Wenn Sie nach einer einfachen Möglichkeit suchen, Ihr Gewicht zu beobachten & Essen Sie gesund, folgen Sie dieser praktischen Portionsgrößentabelle, um Portionen zu verstehen. Es ist einfacher als du denkst!
Ein Freund wird nur Rohkost essen, ein anderer ist voll Paleo auf dich gegangen, und noch ein anderer hat Gluten vereidigt! Die gute Nachricht ist, es gibt einen wissenschaftlich fundierten Plan für gesunde Ernährung, bei dem Sie nicht alle Lebensmittel aufgeben müssen, die Sie lieben.,
Die American Heart Association empfiehlt eine insgesamt gesunde Ernährung, die auf Ihre persönlichen und kulturellen Vorlieben zugeschnitten ist. Dieses Muster kann eine Vielzahl von Gemüse, Obst, Vollkornprodukten, Bohnen, Hülsenfrüchten, Fisch, hautlosem Geflügel, Nüssen und fettfreien/fettarmen Milchprodukten umfassen und sollte zuckerhaltige Getränke, Süßigkeiten, fettes oder verarbeitetes Fleisch, feste Fette und salzige oder hochverarbeitete Lebensmittel einschränken. Es geht darum, kluge Entscheidungen zu treffen.

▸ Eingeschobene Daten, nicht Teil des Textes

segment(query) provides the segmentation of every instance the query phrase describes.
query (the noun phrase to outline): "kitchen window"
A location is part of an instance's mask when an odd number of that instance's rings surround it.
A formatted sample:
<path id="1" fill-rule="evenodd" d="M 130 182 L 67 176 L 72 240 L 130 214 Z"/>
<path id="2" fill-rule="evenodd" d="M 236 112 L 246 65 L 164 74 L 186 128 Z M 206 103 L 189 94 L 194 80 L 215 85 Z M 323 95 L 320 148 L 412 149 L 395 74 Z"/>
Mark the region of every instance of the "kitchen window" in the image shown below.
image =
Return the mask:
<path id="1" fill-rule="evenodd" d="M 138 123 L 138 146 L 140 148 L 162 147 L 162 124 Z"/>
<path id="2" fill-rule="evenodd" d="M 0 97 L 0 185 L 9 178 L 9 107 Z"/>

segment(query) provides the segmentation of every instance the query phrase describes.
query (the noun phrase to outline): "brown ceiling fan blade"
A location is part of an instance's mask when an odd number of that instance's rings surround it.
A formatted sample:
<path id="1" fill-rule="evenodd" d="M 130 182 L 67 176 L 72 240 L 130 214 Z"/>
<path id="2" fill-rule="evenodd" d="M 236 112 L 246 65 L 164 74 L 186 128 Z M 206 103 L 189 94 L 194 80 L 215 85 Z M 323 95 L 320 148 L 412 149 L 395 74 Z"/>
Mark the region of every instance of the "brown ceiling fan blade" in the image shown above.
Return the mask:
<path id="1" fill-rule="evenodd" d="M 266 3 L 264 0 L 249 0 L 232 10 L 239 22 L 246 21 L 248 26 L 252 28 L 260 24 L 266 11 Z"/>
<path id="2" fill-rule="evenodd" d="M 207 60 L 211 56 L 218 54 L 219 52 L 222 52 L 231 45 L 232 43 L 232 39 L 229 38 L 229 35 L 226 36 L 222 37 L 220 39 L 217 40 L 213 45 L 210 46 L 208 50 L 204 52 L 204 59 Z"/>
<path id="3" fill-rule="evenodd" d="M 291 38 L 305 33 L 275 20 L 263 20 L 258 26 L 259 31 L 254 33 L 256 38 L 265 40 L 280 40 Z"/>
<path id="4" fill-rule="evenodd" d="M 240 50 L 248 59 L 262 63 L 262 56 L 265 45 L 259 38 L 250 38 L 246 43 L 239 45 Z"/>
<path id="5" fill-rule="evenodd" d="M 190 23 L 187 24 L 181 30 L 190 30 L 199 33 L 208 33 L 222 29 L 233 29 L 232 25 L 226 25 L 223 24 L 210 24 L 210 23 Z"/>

Also, was und wie viel solltest du essen?,
Hier ist die empfohlene Anzahl von täglichen oder wöchentlichen Portionen jedes Lebensmitteltyps, basierend auf dem Verzehr von insgesamt 2.000 Kalorien pro Tag. Ihr Kalorienbedarf kann unterschiedlich sein, abhängig von Ihrem Alter, Aktivitätsniveau und ob Sie versuchen, Ihr Gewicht zu verlieren, zuzunehmen oder aufrechtzuerhalten.
Was ist eine portion?
Don ‚ T Sorge, Sie don nicht haben, um alles zu Messen, die Sie Essen. Wir haben einige Beispiele dafür gegeben, was eine Portion gängiger Lebensmittel darstellt. Überprüfen Sie unbedingt das Nährwertetikett auf verpackten Lebensmitteln, um die Portionsgröße und die Anzahl der Portionen pro Packung zu verstehen., Und beachten Sie “ Portionsverzerrung.“Die empfohlene Portionsgröße ist oft geringer als die Menge, die Sie gewohnt sind zu essen oder die Portion, die Sie serviert werden, vor allem in Restaurants.,li>¼ Tasse 100% Fruchtsafte3
Körner
- Mindestens die Hälfte sollte Vollkorn/reich an Ballaststoffen sein
- 6 Portionen pro Tag
- Beispiele:
- 1 Scheibe Brot
- 1 kleine Tortilla
- 1 Tasse verzehrfertige Getreideflocken
- 1 unzen (cup tasse) ungekochte Nudeln oder Reis
- 1/2 Tasse gekochter Reis, Nudeln oder Müsli
- 1/2 Tasse Popcorn
Dairy4
- Fettarm und fettfrei
- 3 Portionen pro Tag
- Beispiele:
- 1 Tasse Milch
- 1 Tasse Joghurt
- /li>
- 1.,/li>
Nüsse, Samen, Bohnen und Hülsenfrüchte
- 5 Portionen pro Woche
- Beispiele:
- EL Erdnussbutter
- 2 EL oder 1/2 oz Nüsse oder Samen
- ¼ Tasse gekochte Bohnen oder Erbsen2
Fette und Öle
- Vorzugsweise ungesättigte
- 3 Portionen pro Woche
ag
- Beispiele:
- 1 EL Pflanzenöl (Raps, Mais, Oliven, Sojabohnen, Distel)
- 1 EL weiche Margarine
- 1 EL fettarme Mayonnaise
- 1 EL leichtes Salatdressing
1 Gefrorene, konservierte und getrocknete Produkte können so nahrhaft wie frisch sein., Vergleichen Sie Ernährungsinformationen auf Verpackungsetiketten und wählen Sie Produkte mit den niedrigsten Mengen an zugesetztem Zucker und Natrium. Suchen Sie nach Gemüse ohne salzige Saucen und Früchte, verpackt in eigenen Säften oder Wasser anstelle von schwerem Sirup. Dosenprodukte und Bohnen abtropfen lassen und abspülen.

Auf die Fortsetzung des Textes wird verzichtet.